An early print of the musical “Beyond the Sea,” in which Kevin Spacey plays 1950s singing sensation Bobby Darin, premiered at September’s Toronto Film Festival to a lukewarm response. The final version now being shown in industry screenings in Los Angeles is earning wide praise.

Another comeback is “Collateral,” which debuted this summer to good reviews, but many Oscar watchers forgot about it. DreamWorks will push for its star Tom Cruise as best actor and mount a major effort behind the release of the DVD in early December.

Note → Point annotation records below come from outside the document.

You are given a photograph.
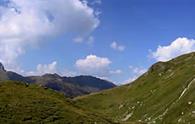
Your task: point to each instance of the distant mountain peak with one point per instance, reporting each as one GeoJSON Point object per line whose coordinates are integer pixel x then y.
{"type": "Point", "coordinates": [2, 67]}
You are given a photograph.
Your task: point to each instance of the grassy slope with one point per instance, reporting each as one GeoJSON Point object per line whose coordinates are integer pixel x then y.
{"type": "Point", "coordinates": [20, 103]}
{"type": "Point", "coordinates": [156, 97]}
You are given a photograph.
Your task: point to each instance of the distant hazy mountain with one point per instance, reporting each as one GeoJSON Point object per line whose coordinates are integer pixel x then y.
{"type": "Point", "coordinates": [70, 86]}
{"type": "Point", "coordinates": [163, 95]}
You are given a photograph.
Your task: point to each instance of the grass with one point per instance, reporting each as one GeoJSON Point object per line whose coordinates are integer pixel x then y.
{"type": "Point", "coordinates": [153, 98]}
{"type": "Point", "coordinates": [20, 103]}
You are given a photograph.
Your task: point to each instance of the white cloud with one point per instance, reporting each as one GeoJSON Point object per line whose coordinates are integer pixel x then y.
{"type": "Point", "coordinates": [118, 71]}
{"type": "Point", "coordinates": [116, 46]}
{"type": "Point", "coordinates": [94, 65]}
{"type": "Point", "coordinates": [44, 68]}
{"type": "Point", "coordinates": [178, 47]}
{"type": "Point", "coordinates": [25, 22]}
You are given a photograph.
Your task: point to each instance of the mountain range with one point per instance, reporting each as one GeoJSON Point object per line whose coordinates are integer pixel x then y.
{"type": "Point", "coordinates": [163, 95]}
{"type": "Point", "coordinates": [69, 86]}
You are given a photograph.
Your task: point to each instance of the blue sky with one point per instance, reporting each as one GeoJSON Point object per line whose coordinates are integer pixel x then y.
{"type": "Point", "coordinates": [121, 38]}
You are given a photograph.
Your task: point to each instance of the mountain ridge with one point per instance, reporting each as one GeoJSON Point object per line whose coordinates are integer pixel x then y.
{"type": "Point", "coordinates": [70, 86]}
{"type": "Point", "coordinates": [163, 95]}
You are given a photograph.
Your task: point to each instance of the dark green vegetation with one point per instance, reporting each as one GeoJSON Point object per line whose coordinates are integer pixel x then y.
{"type": "Point", "coordinates": [163, 95]}
{"type": "Point", "coordinates": [23, 103]}
{"type": "Point", "coordinates": [70, 86]}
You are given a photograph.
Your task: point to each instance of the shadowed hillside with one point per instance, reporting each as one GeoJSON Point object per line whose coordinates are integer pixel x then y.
{"type": "Point", "coordinates": [165, 94]}
{"type": "Point", "coordinates": [23, 103]}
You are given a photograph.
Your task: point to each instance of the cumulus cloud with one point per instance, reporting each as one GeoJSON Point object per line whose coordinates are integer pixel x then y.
{"type": "Point", "coordinates": [93, 65]}
{"type": "Point", "coordinates": [24, 22]}
{"type": "Point", "coordinates": [44, 68]}
{"type": "Point", "coordinates": [178, 47]}
{"type": "Point", "coordinates": [116, 46]}
{"type": "Point", "coordinates": [96, 66]}
{"type": "Point", "coordinates": [118, 71]}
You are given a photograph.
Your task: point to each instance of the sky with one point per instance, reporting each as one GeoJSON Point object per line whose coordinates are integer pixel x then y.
{"type": "Point", "coordinates": [117, 40]}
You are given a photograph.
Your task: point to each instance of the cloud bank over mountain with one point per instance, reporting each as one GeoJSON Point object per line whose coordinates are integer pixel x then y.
{"type": "Point", "coordinates": [27, 22]}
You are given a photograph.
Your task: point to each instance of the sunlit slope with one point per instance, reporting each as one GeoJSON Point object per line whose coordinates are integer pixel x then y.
{"type": "Point", "coordinates": [165, 94]}
{"type": "Point", "coordinates": [20, 103]}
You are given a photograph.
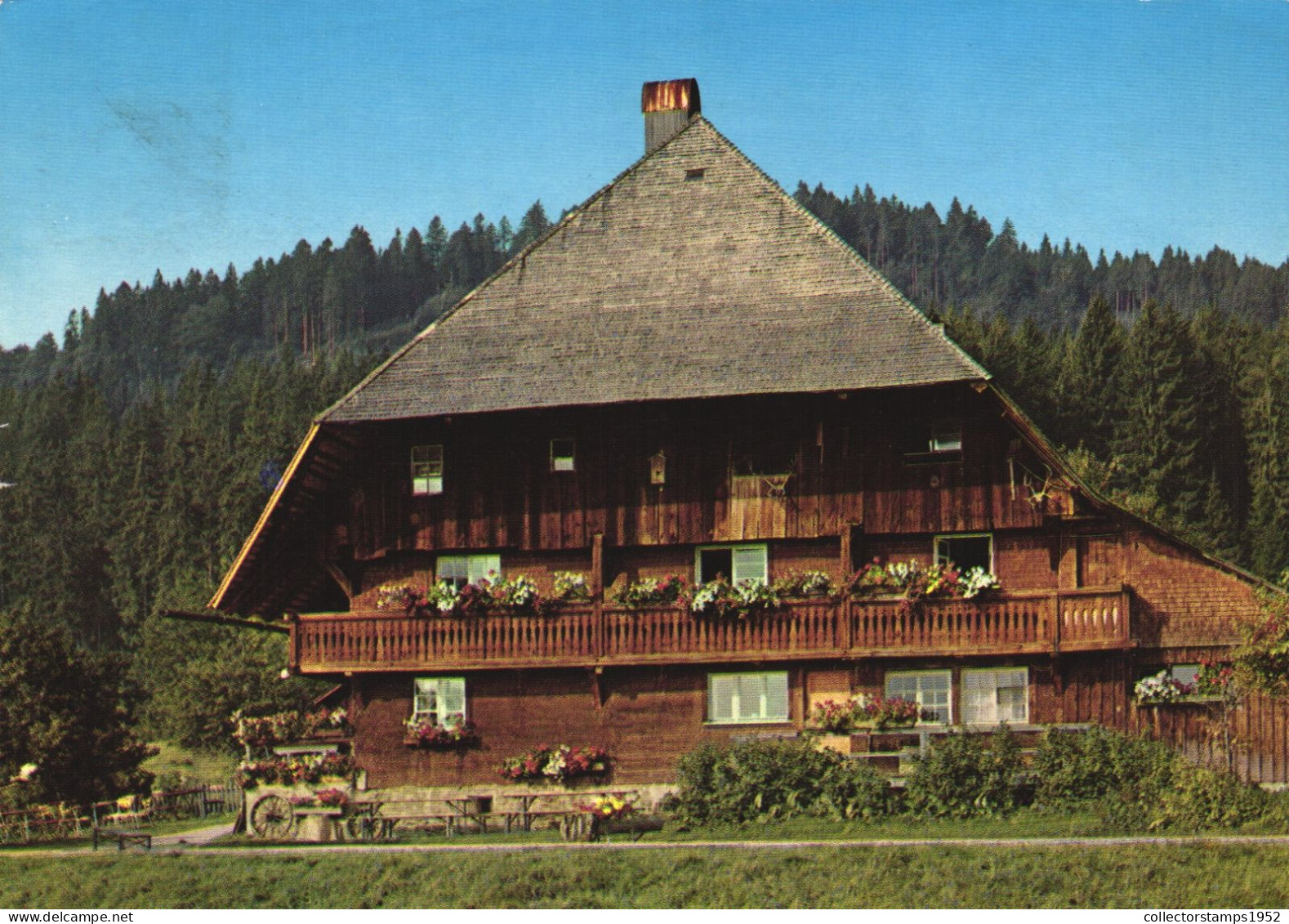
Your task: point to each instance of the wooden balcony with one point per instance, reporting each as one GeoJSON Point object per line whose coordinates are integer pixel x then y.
{"type": "Point", "coordinates": [1088, 618]}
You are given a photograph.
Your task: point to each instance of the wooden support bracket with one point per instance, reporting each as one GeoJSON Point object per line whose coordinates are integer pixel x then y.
{"type": "Point", "coordinates": [341, 578]}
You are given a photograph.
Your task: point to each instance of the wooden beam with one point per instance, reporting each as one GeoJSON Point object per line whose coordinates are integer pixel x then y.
{"type": "Point", "coordinates": [341, 578]}
{"type": "Point", "coordinates": [597, 566]}
{"type": "Point", "coordinates": [225, 620]}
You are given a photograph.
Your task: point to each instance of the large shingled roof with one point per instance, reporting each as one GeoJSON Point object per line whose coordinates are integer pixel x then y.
{"type": "Point", "coordinates": [691, 275]}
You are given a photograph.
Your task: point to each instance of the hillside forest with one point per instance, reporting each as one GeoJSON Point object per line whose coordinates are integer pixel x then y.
{"type": "Point", "coordinates": [140, 448]}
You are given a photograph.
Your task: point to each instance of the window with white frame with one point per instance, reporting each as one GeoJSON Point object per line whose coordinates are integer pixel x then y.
{"type": "Point", "coordinates": [966, 551]}
{"type": "Point", "coordinates": [738, 699]}
{"type": "Point", "coordinates": [945, 437]}
{"type": "Point", "coordinates": [994, 695]}
{"type": "Point", "coordinates": [564, 455]}
{"type": "Point", "coordinates": [733, 562]}
{"type": "Point", "coordinates": [462, 570]}
{"type": "Point", "coordinates": [928, 689]}
{"type": "Point", "coordinates": [427, 469]}
{"type": "Point", "coordinates": [439, 700]}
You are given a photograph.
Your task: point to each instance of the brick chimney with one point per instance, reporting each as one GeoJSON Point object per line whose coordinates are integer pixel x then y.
{"type": "Point", "coordinates": [668, 107]}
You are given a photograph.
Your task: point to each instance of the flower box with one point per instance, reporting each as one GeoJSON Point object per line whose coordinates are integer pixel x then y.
{"type": "Point", "coordinates": [833, 743]}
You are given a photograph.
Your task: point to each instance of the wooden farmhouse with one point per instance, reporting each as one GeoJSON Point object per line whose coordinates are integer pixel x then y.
{"type": "Point", "coordinates": [693, 377]}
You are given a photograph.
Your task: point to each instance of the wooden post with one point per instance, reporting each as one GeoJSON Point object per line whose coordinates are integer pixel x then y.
{"type": "Point", "coordinates": [597, 593]}
{"type": "Point", "coordinates": [292, 658]}
{"type": "Point", "coordinates": [597, 566]}
{"type": "Point", "coordinates": [849, 542]}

Other best actor contenders include Spain’s Javier Bardem portraying a quadriplegic fighting the courts for the right to take his own life, and Don Cheadle playing a man saving lives amid the Rwandan genocide in “Hotel Rwanda.”

“Long Engagement,” a possible contender in the best picture race opening shortly, could earn a nomination for Audrey Tautou as a woman searching for her lover at the end of World War I.

Finally, there are films that will open next month that are generating talk. They include Howard Hughes epic “The Aviator,” starring Leonardo DiCaprio, musical “The Phantom of the Opera,” director Mike Nichols’ “Closer,” “A Love Song for Bobby Long” with John Travolta and Scarlett Johansson, and “Million Dollar Baby” with Hilary Swank and Clint Eastwood.